It could be a soccer team or a cobla, but there are eleven publishing houses that each chose a unique book, in depth, published more than two years ago and that didn’t get the attention they deserved. The Comanegra publishing house invites them to the Fira del Llibre Únic for the second year, and it does so at its headquarters, the patio of the old Lehmann factory in Barcelona.
Joan Sala, director of Comanegra, affirms: “The editors complain about the dictatorship of novelties and this appointment is precisely to give value to the book in depth”. His publisher has chosen Secundaris, by Núria Cadenes, a book that narrates the summer of the Barcelona Olympic Games from Turó de la Peira, which was suffering the hardest moment of the aluminosis crisis.
“Like this novel, the chosen books are also secondary, essential for everything to work,” says Alba Cayón, from Comanegra, the year the Games are 30 years old.
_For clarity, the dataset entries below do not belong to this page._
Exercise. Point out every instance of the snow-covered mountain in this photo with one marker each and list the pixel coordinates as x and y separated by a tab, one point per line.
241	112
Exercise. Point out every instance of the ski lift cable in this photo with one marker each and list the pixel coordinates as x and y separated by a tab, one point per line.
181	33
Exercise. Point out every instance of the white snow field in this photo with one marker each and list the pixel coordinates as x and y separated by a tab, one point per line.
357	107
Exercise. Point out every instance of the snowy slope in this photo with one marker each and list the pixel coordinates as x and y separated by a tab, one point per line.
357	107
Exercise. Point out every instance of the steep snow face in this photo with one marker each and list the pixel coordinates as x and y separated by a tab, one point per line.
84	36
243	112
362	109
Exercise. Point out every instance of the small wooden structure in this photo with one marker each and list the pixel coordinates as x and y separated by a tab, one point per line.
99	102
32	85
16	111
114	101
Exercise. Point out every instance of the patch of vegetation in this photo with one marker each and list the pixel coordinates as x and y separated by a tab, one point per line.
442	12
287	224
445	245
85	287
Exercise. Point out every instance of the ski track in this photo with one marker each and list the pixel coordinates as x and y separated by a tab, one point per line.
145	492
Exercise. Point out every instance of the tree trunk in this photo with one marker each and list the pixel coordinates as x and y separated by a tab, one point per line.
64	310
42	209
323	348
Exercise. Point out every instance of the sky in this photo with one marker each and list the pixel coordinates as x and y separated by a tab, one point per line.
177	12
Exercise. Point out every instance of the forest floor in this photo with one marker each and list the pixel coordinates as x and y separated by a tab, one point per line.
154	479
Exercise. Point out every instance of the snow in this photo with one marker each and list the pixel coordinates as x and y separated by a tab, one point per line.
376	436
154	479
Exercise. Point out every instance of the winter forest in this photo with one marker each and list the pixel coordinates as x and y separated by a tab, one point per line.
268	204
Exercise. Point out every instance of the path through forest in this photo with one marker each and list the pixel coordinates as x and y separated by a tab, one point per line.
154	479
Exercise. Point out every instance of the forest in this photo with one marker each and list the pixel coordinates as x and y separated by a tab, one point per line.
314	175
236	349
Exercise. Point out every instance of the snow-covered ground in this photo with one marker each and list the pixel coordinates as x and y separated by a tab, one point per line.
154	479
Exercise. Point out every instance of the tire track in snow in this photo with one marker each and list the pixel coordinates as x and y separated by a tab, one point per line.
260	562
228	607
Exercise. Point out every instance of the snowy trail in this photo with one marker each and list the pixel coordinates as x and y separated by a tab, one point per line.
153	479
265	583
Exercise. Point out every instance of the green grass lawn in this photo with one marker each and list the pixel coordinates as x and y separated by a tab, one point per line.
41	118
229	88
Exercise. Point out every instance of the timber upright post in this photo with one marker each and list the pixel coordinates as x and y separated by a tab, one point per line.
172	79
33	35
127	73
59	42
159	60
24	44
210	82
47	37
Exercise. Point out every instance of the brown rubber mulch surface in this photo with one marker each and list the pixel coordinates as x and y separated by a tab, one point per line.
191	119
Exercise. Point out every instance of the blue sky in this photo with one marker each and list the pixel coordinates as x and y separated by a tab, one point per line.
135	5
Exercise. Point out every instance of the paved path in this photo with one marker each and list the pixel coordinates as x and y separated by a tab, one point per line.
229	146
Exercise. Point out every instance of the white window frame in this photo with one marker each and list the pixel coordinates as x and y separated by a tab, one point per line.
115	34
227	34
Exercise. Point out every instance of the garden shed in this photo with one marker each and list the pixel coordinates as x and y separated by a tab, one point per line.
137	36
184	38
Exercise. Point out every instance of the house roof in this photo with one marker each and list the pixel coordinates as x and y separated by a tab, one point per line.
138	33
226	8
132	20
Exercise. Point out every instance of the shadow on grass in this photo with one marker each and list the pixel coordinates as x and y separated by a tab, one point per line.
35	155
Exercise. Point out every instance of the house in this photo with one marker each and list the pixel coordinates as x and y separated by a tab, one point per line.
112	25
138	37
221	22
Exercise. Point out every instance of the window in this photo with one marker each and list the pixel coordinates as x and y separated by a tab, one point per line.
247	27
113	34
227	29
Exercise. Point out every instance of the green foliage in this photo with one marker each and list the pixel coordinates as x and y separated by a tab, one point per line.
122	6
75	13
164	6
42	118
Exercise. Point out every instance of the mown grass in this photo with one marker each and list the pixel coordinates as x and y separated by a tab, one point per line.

Anagrama presented Trace a perimeter, by Cesc Martínez, who also talks about secondary, marginalized people. “Each part of the book is like expanding the circle with a compass,” says publisher Isabel Obiols. Les Males Herbes levaron Tonight don’t talk to anyone, by Josep Sampere, “a scary horror novel,” says Ricard Planas.
The Minister of Culture, Miquel Iceta, visited the fair and greeted his sister, Núria, editor of L’Avenç, who had chosen La follia d’Almayer, the first novel by Joseph Conrad.
There were also Mr. Lambert, of Sempé (Blackie Books); Brother, by David Chariandy (The Other); All Sonnets, by Shakespeare (Adesiara); A Summer, by Francesc Parcerisas (Quaderns Crema); Lolly Willowes, by Sylvia Townsend Warner (Lowercase); Beer at the snooker club, Egyptian Waguih Ghali (Sakhalin); and Moses and Aaron, by Arnold Schönberg (Excerpt). More than 150 bookstores will sell them from Monday with the stamp that makes them unique.